Actually, yeah, I don't think even "per-byte atomic" is upheld entirely by any normal access to specifically WT/UC memory on x86 at all (fully atomic definitely isn't for sure). WC memory also comes with the caveat of needing a machine fence to actually do an acquire operation. The reason I don't think its even per-byte atomic is because I actually don't believe WT memory is fully coherent.

WC and WT memory types are incredibly common for MMIO on x86, as is UC typing (which makes reads incoherent arround writes on other cpus, unless you use hardware fences). You thus can't do language level atomic operations on MMIO memory often, so demanding volatile be effectively an atomic operation isn't going to fly.

[Diggsey]

demanding volatile be effectively an atomic operation isn't going to fly.

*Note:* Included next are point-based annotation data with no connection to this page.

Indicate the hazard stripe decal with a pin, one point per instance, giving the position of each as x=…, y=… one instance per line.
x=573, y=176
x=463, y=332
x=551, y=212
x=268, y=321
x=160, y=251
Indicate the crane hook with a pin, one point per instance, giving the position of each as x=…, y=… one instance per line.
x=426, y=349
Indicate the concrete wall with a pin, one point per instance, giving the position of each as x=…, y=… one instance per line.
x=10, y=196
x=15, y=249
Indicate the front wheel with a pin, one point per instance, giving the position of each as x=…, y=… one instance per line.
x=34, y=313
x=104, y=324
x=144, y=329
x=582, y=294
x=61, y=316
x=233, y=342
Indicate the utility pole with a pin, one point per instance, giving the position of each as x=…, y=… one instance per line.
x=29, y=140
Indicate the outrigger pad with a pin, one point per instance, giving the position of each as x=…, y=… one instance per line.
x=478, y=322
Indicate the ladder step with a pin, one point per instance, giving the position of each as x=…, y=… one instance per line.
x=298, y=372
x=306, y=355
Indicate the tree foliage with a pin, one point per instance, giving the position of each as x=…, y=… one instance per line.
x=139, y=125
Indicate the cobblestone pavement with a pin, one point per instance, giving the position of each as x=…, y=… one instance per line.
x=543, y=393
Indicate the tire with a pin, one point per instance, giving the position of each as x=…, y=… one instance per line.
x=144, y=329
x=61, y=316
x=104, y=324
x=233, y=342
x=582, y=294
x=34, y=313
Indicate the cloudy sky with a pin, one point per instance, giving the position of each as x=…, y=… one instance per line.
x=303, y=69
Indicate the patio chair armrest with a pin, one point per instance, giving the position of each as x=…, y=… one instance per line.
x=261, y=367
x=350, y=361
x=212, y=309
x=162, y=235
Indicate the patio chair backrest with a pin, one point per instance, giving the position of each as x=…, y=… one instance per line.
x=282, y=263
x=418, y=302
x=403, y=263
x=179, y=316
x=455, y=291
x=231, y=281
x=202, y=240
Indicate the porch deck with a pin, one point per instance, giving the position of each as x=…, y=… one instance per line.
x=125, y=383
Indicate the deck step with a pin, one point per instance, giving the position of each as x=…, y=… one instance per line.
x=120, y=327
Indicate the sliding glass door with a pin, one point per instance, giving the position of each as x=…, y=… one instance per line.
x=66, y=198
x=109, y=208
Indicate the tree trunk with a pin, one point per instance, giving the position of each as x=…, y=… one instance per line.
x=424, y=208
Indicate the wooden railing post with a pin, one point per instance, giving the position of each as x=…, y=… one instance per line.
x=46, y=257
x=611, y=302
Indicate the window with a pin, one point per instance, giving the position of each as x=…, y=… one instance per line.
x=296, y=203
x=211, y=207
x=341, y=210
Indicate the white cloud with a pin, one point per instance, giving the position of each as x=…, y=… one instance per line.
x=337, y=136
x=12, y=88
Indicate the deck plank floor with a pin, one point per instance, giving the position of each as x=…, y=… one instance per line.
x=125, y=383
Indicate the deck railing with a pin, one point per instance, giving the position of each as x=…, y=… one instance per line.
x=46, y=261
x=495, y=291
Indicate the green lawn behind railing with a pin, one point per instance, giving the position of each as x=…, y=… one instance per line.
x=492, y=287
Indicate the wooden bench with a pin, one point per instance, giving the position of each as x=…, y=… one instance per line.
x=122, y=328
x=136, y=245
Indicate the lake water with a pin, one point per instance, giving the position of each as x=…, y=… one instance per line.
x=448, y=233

The problem is that only atomic operations are allowed to race, or else you get UB. It seems like atomic is too strong but volatile is currently too weak.

At the very least, if a program only accesses some memory location via volatile accesses, that should not be UB, even if there is no synchronisation.

[Lokathor]

In the llvm memory model for concurrent operations, they seem to list volatile as taking priority over the rest of the access stuff. Is it only rust that's calling it a data race? can we change rust's rules without having to even poke llvm about all this?

[chorman0773]

At the very least, if a program only accesses some memory location via volatile accesses, that should not be UB, even if there is no synchronisation.

The catch, though, is DMA here, since you can't link a fence to a volatile operation. I think the only real way is to inline-asm (or volatile atomics, provided the memory type co-operates).

[RalfJung]

Actually, yeah, I don't think even "per-byte atomic" is upheld entirely

In which sense is it not upheld? volatile doesn't even have to be actual memory where writes and reads "see" the same thing. Flagging them as atomic doesn't change that, it just gives volatile accesses the option to also interact with the concurrency memory model.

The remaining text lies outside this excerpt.